Nearly Half of PCs to be Powered by Multi-GPU Tech in 2012

Jon Peddie Research claims that multi-GPU popularity is set to grow, and multi-GPU systems will account for nearly half of PCs in future.

The research organization predicts that about 50% of all desktop personal computers will be powered by multi-GPU technology such as ATI CrossFire or NVIDIA SLI in 2012. In addition, the multiple graphics cards will see an annual growth rate of 83%, and they’re used in gaming, workstations, and the developing market of GPU-compute.

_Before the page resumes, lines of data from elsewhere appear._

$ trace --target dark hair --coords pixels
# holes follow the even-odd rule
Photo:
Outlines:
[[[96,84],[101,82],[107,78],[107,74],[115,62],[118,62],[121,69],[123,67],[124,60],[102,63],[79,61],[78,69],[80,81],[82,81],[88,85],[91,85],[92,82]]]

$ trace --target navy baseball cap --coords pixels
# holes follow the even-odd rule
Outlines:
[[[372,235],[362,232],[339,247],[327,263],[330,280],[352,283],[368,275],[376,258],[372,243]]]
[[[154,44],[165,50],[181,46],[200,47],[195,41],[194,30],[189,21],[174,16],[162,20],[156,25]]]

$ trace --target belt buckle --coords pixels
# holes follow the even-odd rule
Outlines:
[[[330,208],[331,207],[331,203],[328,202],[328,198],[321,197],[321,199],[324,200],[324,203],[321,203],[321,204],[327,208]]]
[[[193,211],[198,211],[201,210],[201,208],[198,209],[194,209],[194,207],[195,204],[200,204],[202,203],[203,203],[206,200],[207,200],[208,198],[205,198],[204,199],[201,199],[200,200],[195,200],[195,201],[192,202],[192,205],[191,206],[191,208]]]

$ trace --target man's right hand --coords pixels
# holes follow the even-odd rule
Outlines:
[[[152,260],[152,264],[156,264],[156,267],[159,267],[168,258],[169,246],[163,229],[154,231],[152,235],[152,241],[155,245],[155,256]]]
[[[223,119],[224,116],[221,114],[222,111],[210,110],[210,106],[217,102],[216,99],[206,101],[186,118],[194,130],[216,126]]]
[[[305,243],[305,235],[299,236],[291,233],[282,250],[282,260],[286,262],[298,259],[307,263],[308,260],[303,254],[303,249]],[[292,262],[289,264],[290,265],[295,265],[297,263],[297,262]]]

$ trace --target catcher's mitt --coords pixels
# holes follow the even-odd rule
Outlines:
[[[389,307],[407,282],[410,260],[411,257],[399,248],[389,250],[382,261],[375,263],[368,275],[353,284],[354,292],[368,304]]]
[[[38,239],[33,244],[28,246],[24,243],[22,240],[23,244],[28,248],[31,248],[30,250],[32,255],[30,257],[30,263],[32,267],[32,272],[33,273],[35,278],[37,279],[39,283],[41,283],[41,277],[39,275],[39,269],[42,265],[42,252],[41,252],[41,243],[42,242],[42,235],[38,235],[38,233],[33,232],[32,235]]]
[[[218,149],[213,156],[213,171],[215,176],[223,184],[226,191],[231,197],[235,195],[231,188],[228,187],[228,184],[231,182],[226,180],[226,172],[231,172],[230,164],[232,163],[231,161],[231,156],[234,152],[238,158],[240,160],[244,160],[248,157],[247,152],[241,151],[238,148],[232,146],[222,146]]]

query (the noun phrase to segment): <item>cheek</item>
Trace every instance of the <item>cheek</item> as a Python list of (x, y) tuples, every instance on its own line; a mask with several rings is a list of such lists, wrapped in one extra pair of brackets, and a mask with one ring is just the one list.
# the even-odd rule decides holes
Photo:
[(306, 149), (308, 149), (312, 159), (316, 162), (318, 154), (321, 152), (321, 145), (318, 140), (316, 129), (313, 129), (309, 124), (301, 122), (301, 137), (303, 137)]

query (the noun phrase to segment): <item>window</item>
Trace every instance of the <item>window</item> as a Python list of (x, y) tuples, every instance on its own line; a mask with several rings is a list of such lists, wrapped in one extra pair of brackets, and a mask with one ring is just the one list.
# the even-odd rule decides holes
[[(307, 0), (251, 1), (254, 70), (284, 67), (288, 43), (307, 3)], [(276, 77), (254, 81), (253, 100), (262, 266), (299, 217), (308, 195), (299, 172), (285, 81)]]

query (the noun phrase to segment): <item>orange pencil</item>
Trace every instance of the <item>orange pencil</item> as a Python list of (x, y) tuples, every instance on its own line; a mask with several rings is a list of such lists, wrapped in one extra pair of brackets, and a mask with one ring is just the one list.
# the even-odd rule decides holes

5 Responses to “Nearly Half of PCs to be Powered by Multi-GPU Tech in 2012”

  1. jason Says:

    50% huh? Sure that will happen. ATI and Nvidia better start building tons of new fabs and fast! I really can’t imagine that many people buying crappy OEM computers that actually have two graphics cards. What was this analyst on when he wrote this report? Dell and HP don’t even have access to the PSU’s that would be needed to pull this off, let alone GPU supply.

  2. Xigga Says:

    If ATI/nVidia have access to better fabs that produce 32nm or 45nm chips then power consumption can be reduced. ATI has access to AMD’s fab (AMD bought ATI a couple years back), so with ATI it maybe possible to have dual or quad GPU on a single chip very soon. And that GPU would maybe need 140.

    Majority of the power is taken by the the GPU and CPU. Intel makes a new plant every 2 years. Their next fab will produce 32nm dies and 16nm in another 2-3 years. Also you should see a big increase in SSD hard drives. They will reduce the power consumption also.

    So with all these factors it is quite possible that HP/Dell can ship machines with dual GPUs.

  3. jason Says:

    If ATI ran flat out they still wouldn’t be able to come close to making that many GPU’s. ATI and NVidia combined simply don’t have that kinda of production capability.

  4. dux Says:

    Nvidia is a fabless company that have their chips produced at TSCM and UMC and possibly at Global foundries looking forward. Nvdia will have no production scaling issues – they outsource production to these companies (-;

  5. no Says:

    This is useless, at least tell us if it’s going to be multi core or multi card… I mean why should people start buying two vgas instead of one?